Figure 3a and 3b : Modified Lava Crossings environment comprising of the original 6 box lava river with a gap along with another 3 box river. The “+” sign is characterised as an in-distribution backdoor due to its existence being natural within the randomised arrangement of lava ‘rivers’ for every episode.
Using existing research in anomaly detection, we hypothesise that the neural patterns of DRL agents can be used in distinguishing between benign and backdoor-altered decision-making processes. To explore this, we train a Proximal Policy Optimisation (PPO) agent using a neural network with a 256-neuron actor-critic framework. The simplified design facilitates the observation of neural activations, aiding in the detection of divergences between benign and backdoor-based episodes. In a controlled environment, the agent navigates towards a green square to demonstrate benign behaviour, as shown in Figure 3a, whereas the presence of a backdoor trigger causes it to deviate into the lava, as depicted in Figure 3b.
With our compromised model, we examine the neural activity across 1,000 benign and 1,000 backdoor episodes. This analysis reveals a significant difference in the actor network’s average neural activity between the scenarios, as illustrated in the figure below.
Figure 4: Average neuron activation difference when comparing the average of 256 neuron activations of the actor network during the triggered episodes and goal episodes.
We delve further into the neuron activation level distribution of the most impacted neurons and discovered significantly different distributions in the two scenarios (shown in figures below).
Figure 5a and 5b: Activation distribution difference of specific neurons when the 1) Goal is in the field of view and 2) Trigger is in the field of view.
We delve further into the neuron activation level distribution of the most impacted neurons and discovered significantly different distributions in the two scenarios (shown in figures below).
Figure 6a and 6b: GIFs showing the neuron activation level transition during triggered and non-triggered episodes.
After discovering that distinct neural activity is exhibited in the visuals above when backdoors are present, we parameterise lightweight classifiers based on upper and lower percentile levels of neuron activations. The visual below offers a glimpse into the performance of our detectors, where they successfully identify hidden backdoors through neural activations, achieving F1 scores over 93%. This finding takes us a step closer towards the real-world deployment of DRL as it confirms the significant potential of neural activations in detecting backdoor threats in real-time for DRL within operation. For example, in an application scenario involving Autonomous Cars, the human driver could be immediately given control instead of allowing the algorithm to take malicious actions when the trigger appears in its vision.
Through this work, we advance beyond the existing benchmarks for backdoor detection research in DRL by introducing a robust, real-time method capable of identifying even the most elusive backdoors present in an environment. The insights from our research pave new pathways for applying our findings across various algorithms and contexts regarding backdoor threats.
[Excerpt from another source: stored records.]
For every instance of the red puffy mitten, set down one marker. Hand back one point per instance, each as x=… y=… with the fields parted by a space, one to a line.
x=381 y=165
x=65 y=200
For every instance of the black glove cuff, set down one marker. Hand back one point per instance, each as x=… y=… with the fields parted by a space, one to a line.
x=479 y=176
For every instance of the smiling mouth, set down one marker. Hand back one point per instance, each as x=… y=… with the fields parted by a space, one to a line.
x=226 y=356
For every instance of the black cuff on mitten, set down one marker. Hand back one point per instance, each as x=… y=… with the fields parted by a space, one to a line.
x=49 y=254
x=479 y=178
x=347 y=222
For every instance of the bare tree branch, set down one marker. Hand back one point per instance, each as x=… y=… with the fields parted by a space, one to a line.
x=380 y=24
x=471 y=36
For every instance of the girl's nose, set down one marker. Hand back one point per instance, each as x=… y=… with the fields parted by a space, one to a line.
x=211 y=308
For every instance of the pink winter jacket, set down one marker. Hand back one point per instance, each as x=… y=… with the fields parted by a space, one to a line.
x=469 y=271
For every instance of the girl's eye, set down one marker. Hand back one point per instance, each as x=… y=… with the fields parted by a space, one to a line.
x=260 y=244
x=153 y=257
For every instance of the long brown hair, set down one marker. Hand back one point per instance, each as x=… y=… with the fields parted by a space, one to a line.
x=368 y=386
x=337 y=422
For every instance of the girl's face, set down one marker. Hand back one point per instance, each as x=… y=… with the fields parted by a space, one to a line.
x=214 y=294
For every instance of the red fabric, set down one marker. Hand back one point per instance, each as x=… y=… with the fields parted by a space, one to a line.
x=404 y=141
Furthermore, this breakthrough enables the assessment of temporal backdoors through neural activation sequences in compromised agents, a domain that presently lacks effective solutions.
Acknowledgements Research funded by the Defence Science and Technology Laboratory (Dstl) which is an executive agency of the UK Ministry of Defence providing world class expertise and delivering cutting-edge science and technology for the benefit of the nation and allies. The research supports the Autonomous Resilient Cyber Defence (ARCD) project within the Dstl Cyber Defence Enhancement programme.